Robert L. Vogel (December 6, 1918 – January 28, 2005) was an American lawyer and judge from North Dakota. He served as U.S. Attorney for the District of North Dakota and an associate justice of the North Dakota Supreme Court. Robert was one of five sons of Frank A. Vogel and Louella Vogel. His father, who served as the North Dakota Tax Commissioner, Highway Commissioner and manager of the Bank of North Dakota, was also a leader of the Nonpartisan League and a close confidant of Gov. William Langer.

Robert L. Vogel, North Dakota Supreme Court

Vogel graduated from Bismarck High School in 1935. He earned his undergraduate degree from the University of North Dakota in 1939 and his law degree from William Mitchell College of Law (then the Minneapolis-Minnesota College of Law) in 1942. He was admitted to both the Minnesota and North Dakota Bars. He married Elsa Mork in 1942. He was in private practice in Garrison, North Dakota from 1943 to 1948, at which time he was elected McLean County States Attorney. In 1954, President Dwight Eisenhower appointed him U.S. Attorney for the District of North Dakota, a position he held until 1961. Afterward, Vogel became a partner in the eponymous firm of Vogel, Bair, and Brown, located in Mandan, North Dakota. He made an unsuccessful run for Congress the next year as a member of the Democratic/Nonpartisan League.

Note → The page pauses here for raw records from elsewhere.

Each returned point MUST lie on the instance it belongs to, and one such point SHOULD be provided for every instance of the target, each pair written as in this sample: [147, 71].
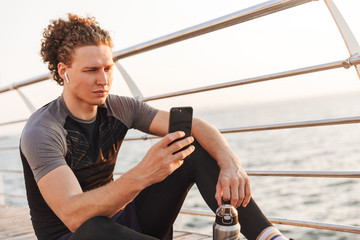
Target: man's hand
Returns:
[159, 162]
[233, 184]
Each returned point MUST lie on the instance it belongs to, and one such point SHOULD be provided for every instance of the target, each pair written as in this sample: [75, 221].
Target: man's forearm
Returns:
[213, 142]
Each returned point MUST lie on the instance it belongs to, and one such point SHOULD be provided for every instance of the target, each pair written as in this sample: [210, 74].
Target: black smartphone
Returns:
[181, 120]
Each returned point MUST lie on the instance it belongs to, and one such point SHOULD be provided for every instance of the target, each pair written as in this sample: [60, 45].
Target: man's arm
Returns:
[233, 183]
[62, 192]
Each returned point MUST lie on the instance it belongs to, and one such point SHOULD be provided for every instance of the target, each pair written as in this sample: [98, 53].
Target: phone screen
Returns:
[181, 120]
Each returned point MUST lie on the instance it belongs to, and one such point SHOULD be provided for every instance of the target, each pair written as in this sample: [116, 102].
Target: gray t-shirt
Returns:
[53, 137]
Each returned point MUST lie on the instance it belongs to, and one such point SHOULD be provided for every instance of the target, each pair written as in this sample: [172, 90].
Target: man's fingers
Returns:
[169, 138]
[218, 194]
[248, 194]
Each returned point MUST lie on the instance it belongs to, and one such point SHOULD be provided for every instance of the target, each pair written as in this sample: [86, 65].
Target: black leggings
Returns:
[158, 205]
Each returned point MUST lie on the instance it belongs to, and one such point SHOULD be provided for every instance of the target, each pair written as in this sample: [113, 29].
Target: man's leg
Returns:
[103, 228]
[206, 171]
[158, 206]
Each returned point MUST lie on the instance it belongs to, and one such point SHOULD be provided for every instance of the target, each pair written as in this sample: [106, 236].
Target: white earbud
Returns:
[67, 78]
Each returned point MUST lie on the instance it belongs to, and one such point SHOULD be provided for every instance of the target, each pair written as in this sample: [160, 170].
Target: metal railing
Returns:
[247, 14]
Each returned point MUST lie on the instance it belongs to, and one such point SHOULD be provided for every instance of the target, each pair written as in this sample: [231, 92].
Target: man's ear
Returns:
[62, 69]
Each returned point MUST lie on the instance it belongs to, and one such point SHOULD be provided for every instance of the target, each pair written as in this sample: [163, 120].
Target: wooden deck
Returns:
[15, 224]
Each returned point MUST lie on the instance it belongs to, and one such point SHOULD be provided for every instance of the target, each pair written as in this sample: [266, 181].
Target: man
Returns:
[69, 148]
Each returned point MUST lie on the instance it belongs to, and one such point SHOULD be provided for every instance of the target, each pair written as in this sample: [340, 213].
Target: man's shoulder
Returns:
[47, 117]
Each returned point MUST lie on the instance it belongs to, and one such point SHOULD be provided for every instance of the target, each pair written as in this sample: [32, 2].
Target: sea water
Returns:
[327, 148]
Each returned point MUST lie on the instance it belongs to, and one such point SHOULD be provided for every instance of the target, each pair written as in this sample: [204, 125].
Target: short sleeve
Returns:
[43, 148]
[132, 112]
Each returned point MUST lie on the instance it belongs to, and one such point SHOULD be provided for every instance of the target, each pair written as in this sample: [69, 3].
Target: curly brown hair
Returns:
[62, 37]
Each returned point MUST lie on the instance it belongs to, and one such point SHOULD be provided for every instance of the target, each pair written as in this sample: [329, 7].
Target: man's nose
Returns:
[102, 78]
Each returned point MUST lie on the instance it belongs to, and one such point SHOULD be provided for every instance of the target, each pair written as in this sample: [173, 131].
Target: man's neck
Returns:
[80, 109]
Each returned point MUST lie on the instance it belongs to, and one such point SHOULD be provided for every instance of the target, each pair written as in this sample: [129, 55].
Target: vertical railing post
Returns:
[2, 197]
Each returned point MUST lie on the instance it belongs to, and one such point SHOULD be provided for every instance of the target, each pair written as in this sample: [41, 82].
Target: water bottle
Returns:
[226, 226]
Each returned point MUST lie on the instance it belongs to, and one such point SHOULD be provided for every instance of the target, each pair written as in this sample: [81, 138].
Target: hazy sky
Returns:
[294, 38]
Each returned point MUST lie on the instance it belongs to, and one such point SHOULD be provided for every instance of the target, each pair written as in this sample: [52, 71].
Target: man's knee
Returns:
[92, 227]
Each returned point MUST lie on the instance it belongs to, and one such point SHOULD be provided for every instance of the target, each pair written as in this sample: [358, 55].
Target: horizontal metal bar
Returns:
[8, 148]
[295, 72]
[327, 174]
[12, 195]
[309, 224]
[25, 83]
[12, 122]
[313, 123]
[317, 225]
[244, 15]
[10, 171]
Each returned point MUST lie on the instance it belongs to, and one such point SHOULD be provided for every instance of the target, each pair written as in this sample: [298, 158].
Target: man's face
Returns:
[91, 75]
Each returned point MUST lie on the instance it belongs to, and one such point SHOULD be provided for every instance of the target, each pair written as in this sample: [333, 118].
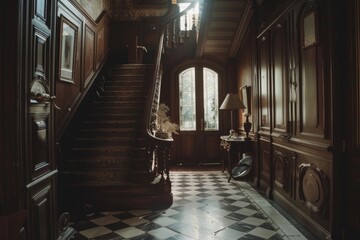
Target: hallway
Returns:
[205, 206]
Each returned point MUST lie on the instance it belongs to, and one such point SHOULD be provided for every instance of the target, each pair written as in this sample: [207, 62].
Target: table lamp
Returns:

In 1973, Governor Arthur A. Link appointed Vogel to the North Dakota Supreme Court, and he won a ten-year term in the following year's general election. Despite his win, Vogel resigned from the supreme court four years later to become a professor at the University of North Dakota School of Law. He simultaneously opened the Vogel Law Firm in Grand Forks.

Vogel retired in 1997, and died eight years later on January 28, 2005, in Rochester, Minnesota.

With his wife of 62 years, Elsa Vogel, he had four children, Mary Vogel Carrick; Sarah Vogel, also an attorney who practices at the Sarah Vogel Law Office, P.C. in Bismarck and formerly North Dakota Commissioner of Agriculture; Frank E. Vogel, Professor of Islamic Law, Harvard Law School; and Robert "Bobby" Vogel of Grand Forks, a lecturer and civil rights advocate for the disabled community.